Background

Early and effective chest compressions have a well known pivot role in cardiopulmunary resuscitation (CPR) and 2010 International Consensus on Cardiopulmonary Resuscitation have strongly reinforced its importance.

The efficacy of chest compressions depends on hands position and on compression technique.

Medical education can improve chest compression technique, while the choice of thoracic landmark is always blind even if 2010 consensus indicated that it is reasonable to place the hands in the lower half of the sternum.

Objective

Critical care ultrasound (CCUS) has changed the approach of critical ill patient and can identify potential reversible causes of cardiac arrest during CPR.

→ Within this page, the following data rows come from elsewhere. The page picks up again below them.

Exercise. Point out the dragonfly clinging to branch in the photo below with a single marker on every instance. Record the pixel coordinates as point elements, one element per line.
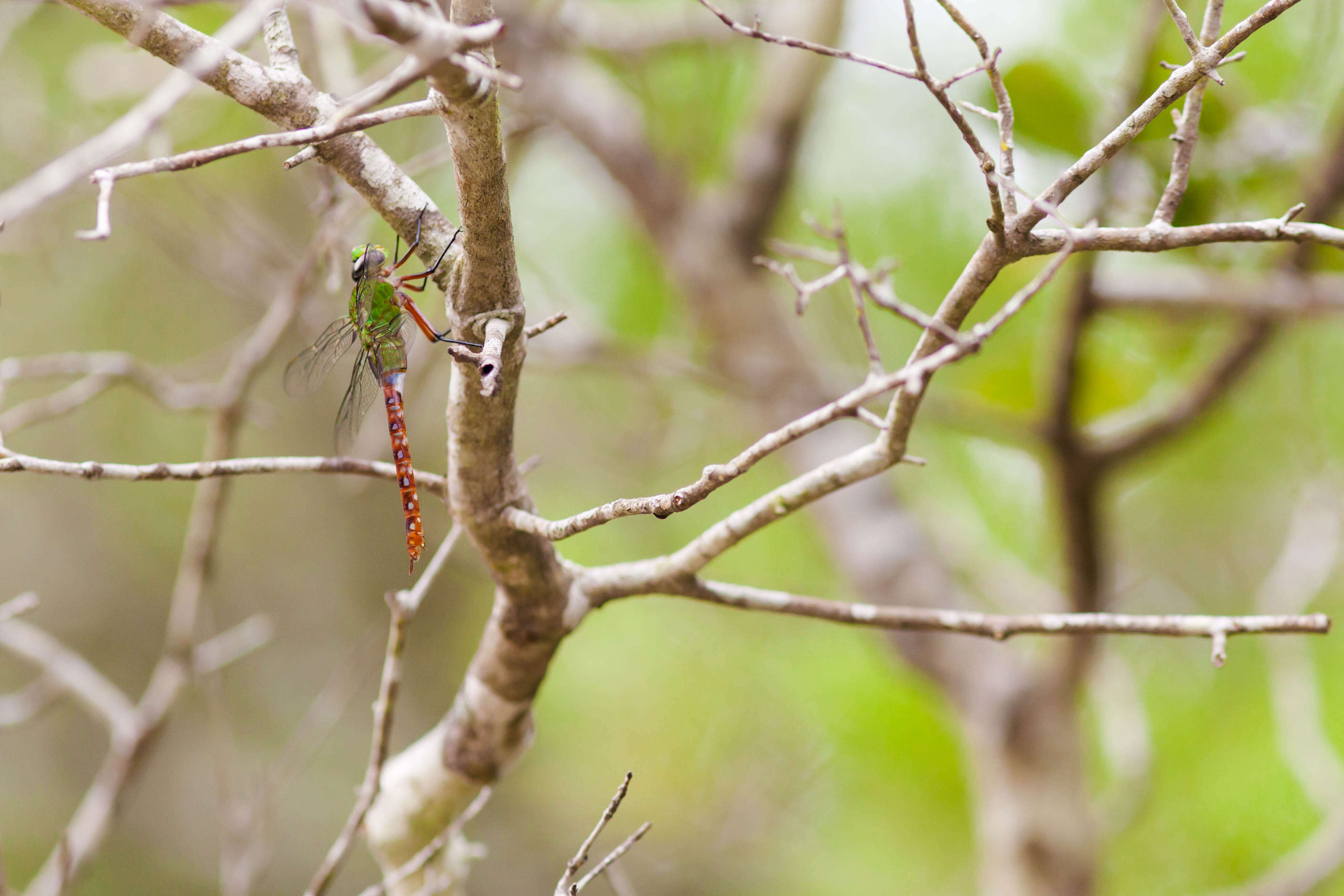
<point>382,323</point>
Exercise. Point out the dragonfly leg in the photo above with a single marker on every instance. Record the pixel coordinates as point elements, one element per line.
<point>423,323</point>
<point>412,248</point>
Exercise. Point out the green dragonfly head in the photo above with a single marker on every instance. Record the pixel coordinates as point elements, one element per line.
<point>366,260</point>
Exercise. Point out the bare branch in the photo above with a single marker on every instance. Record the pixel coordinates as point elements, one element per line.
<point>128,131</point>
<point>441,46</point>
<point>568,886</point>
<point>1004,117</point>
<point>581,856</point>
<point>14,463</point>
<point>1156,240</point>
<point>1307,867</point>
<point>92,818</point>
<point>1186,292</point>
<point>27,702</point>
<point>18,606</point>
<point>940,92</point>
<point>304,136</point>
<point>279,38</point>
<point>233,644</point>
<point>100,370</point>
<point>613,27</point>
<point>1170,92</point>
<point>431,849</point>
<point>384,707</point>
<point>991,625</point>
<point>1118,441</point>
<point>76,675</point>
<point>1187,33</point>
<point>806,45</point>
<point>611,857</point>
<point>1187,127</point>
<point>537,330</point>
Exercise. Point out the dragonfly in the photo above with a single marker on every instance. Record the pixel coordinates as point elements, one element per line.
<point>382,322</point>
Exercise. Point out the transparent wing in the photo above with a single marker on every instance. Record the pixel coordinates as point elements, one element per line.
<point>311,367</point>
<point>390,344</point>
<point>359,397</point>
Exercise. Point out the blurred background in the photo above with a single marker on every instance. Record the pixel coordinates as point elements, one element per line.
<point>773,755</point>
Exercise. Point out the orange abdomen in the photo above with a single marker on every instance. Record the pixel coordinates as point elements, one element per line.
<point>405,473</point>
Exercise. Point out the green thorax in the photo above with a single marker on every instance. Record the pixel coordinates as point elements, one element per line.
<point>373,304</point>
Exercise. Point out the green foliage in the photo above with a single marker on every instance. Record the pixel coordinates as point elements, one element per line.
<point>1048,108</point>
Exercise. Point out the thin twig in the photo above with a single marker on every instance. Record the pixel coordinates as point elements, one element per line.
<point>537,330</point>
<point>404,606</point>
<point>15,463</point>
<point>611,857</point>
<point>76,675</point>
<point>994,625</point>
<point>18,606</point>
<point>384,708</point>
<point>566,886</point>
<point>304,136</point>
<point>431,849</point>
<point>128,131</point>
<point>1187,33</point>
<point>806,45</point>
<point>716,476</point>
<point>1187,127</point>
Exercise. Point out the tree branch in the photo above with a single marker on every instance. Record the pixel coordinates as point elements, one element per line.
<point>991,625</point>
<point>1179,84</point>
<point>1155,240</point>
<point>203,61</point>
<point>1113,442</point>
<point>15,463</point>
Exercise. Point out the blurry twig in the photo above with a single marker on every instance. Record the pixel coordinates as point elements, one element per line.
<point>18,606</point>
<point>131,130</point>
<point>1308,558</point>
<point>568,886</point>
<point>15,463</point>
<point>431,849</point>
<point>100,371</point>
<point>404,606</point>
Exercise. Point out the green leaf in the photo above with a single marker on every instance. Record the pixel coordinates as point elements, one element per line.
<point>1048,108</point>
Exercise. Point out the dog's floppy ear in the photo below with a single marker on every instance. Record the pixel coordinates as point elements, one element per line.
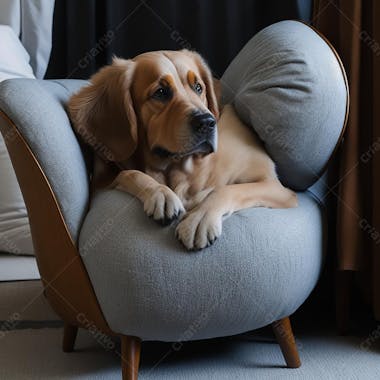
<point>103,114</point>
<point>205,72</point>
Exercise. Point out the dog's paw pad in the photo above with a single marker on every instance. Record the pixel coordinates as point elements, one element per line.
<point>199,230</point>
<point>164,206</point>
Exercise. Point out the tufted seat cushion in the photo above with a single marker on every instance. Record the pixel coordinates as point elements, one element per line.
<point>262,268</point>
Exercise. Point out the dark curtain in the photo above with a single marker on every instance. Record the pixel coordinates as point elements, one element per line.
<point>353,28</point>
<point>87,33</point>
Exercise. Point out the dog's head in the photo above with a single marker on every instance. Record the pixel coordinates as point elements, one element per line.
<point>163,102</point>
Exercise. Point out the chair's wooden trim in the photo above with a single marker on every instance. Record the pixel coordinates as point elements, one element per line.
<point>69,336</point>
<point>283,331</point>
<point>130,357</point>
<point>65,279</point>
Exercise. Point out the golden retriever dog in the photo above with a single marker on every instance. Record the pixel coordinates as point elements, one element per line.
<point>155,123</point>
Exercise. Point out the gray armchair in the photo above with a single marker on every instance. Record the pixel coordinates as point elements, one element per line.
<point>105,265</point>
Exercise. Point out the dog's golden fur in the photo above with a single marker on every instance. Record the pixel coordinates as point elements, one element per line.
<point>140,114</point>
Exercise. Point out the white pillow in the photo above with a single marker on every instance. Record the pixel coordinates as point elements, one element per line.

Our challenge is to use CCUS to locate the most appropriate site for chest compressions.

Matherial and method

We planned a pilot study (in progress) to evaluate the capability of CCUS to improve the quality of chest compressions while CPR is taking place.

Results

We describe data of a small case series from 6 non traumatic cardiac arrests who was treated both in-hospital and in pre-hospital settings.

In 3 out of 6 patients compressions were correctly performed while in the other 3 cases partials left ventricle compression or the narrowing of the base of the heart and aorta was observed. Ultrasound guided changes in hands position improved passive left ventricle contractility in the 3 incorrect CPR.

Conclusions

Our study doesn’t permit to estimate if the changes made in hands position would have affected the outcome of CPR.

Anyway we think that the possibility to focus the power of the hands over the real position of left ventricle certainly improves the quality of our chest compressions.